Opinion: Recognizing Sun Day, a nationwide celebration of clean renewable energies

Opinion: Recognizing Sun Day, a nationwide celebration of clean renewable energies

Since people discovered fire, our main energy source has come from the burning carbon – first wood, then coal, oil and gas. However, this method creates pollution and has heated the earth, which leads to extreme weather incidents worldwide and rising oceans. Old dirty energy is finally in nature, and the difficulty of extracting more means that the costs are continuously increasing.

In the meantime, solar and wind power are the cheapest energy sources on the planet. As the author Bill McKibben states with renewable energies: “Instead of being dependent on some places on Earth, which contain concentrations of fossil fuels, we have an entire planet that can lead from things that has it close to the hand because every sun has and every wind has.” In fact, the development world builds up solar and wind power faster than the industrialized countries.

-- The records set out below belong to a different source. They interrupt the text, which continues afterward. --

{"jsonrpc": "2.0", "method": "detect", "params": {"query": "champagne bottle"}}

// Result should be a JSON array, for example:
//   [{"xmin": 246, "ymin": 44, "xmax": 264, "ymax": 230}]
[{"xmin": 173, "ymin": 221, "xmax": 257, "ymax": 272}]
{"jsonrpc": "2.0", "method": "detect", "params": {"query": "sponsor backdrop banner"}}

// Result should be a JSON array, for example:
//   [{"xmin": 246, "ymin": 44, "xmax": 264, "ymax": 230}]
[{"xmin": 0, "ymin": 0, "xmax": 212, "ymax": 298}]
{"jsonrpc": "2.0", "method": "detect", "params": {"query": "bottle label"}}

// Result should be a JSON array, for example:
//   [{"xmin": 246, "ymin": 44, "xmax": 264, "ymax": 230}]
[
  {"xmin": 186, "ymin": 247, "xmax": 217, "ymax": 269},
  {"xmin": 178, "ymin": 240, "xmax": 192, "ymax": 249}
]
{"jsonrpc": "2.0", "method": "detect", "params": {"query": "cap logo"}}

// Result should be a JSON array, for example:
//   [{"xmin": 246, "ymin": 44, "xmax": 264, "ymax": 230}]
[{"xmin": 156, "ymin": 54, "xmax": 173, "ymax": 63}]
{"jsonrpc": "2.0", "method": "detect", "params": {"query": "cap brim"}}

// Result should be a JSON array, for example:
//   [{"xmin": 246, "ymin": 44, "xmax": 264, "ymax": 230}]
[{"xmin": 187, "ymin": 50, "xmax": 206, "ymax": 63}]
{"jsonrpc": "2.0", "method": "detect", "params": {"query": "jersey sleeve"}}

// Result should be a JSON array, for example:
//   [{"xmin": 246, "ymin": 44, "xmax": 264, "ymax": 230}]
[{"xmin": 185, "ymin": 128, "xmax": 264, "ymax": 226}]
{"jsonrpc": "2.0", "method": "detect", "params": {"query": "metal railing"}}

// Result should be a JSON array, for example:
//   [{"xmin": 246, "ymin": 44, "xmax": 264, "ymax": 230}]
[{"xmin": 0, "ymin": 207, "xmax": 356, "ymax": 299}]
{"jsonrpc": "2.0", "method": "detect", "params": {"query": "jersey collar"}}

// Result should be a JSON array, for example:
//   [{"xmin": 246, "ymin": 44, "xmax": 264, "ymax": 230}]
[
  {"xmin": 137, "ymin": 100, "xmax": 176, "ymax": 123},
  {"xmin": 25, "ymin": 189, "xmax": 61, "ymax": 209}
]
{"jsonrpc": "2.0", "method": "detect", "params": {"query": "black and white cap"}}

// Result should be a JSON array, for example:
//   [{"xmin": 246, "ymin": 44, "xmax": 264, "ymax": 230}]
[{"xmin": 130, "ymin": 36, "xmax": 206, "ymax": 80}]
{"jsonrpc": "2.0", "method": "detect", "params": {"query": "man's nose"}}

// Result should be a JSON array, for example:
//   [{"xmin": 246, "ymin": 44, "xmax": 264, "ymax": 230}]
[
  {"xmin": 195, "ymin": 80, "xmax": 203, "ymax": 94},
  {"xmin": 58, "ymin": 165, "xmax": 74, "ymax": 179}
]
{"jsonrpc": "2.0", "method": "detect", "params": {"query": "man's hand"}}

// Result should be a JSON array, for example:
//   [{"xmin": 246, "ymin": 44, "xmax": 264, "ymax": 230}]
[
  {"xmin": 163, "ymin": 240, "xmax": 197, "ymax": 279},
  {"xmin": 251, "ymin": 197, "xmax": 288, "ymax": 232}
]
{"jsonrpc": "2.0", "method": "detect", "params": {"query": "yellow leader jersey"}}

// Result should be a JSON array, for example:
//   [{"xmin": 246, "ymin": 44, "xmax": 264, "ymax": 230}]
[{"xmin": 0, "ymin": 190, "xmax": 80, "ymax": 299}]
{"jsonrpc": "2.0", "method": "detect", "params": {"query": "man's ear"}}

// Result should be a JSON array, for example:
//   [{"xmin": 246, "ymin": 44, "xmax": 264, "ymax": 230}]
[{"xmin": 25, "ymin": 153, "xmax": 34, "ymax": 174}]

Some say solar and wind are not reliable because the sun does not seem to seem at night and the wind does not always blow. But batteries to store this clean energy and supply our lives overnight also become cheaper and safer.

If you believe that solar and wind for whales and birds or the reason for your bills are bad, it is probably because you have received propaganda and lies from the fossil fuel industry that this disinformation has occurred since the 1970s. Have you ever seen the effects of an oil spill or a natural gas leak? Oil panels on the horizon are much uglier than our wind turbines. The biggest problem with solar and wind energy is actually that it is to cheap. Exxon's CEO said last year that its company will not invest in renewable energies because they do not achieve “above -average returns” for investors.

Obviously, the future is endangered by large solar and wind power projects for political reasons here in the United States. In other parts of the world, the deregulation has to implement domestic solar projects more easily. In Germany, for example, 1.5 million homeowners have set up balcony/deck solar, which is currently only legal in Utah in the USA. That should change! We all earn energy independence and energy freedom!

If you love renewable energies, this Sunday, September 21, you can celebrate Sun Day, a nationwide celebration with clean renewable energies. You can find events on Sunday. New Bedford has listed two events, including a bike tour from Fort to Fort. Accompany us!

Laura Gardner lives in Fairhaven and is Green Sanctuary Chair of the Unitariian Universalist Society of Fairhaven.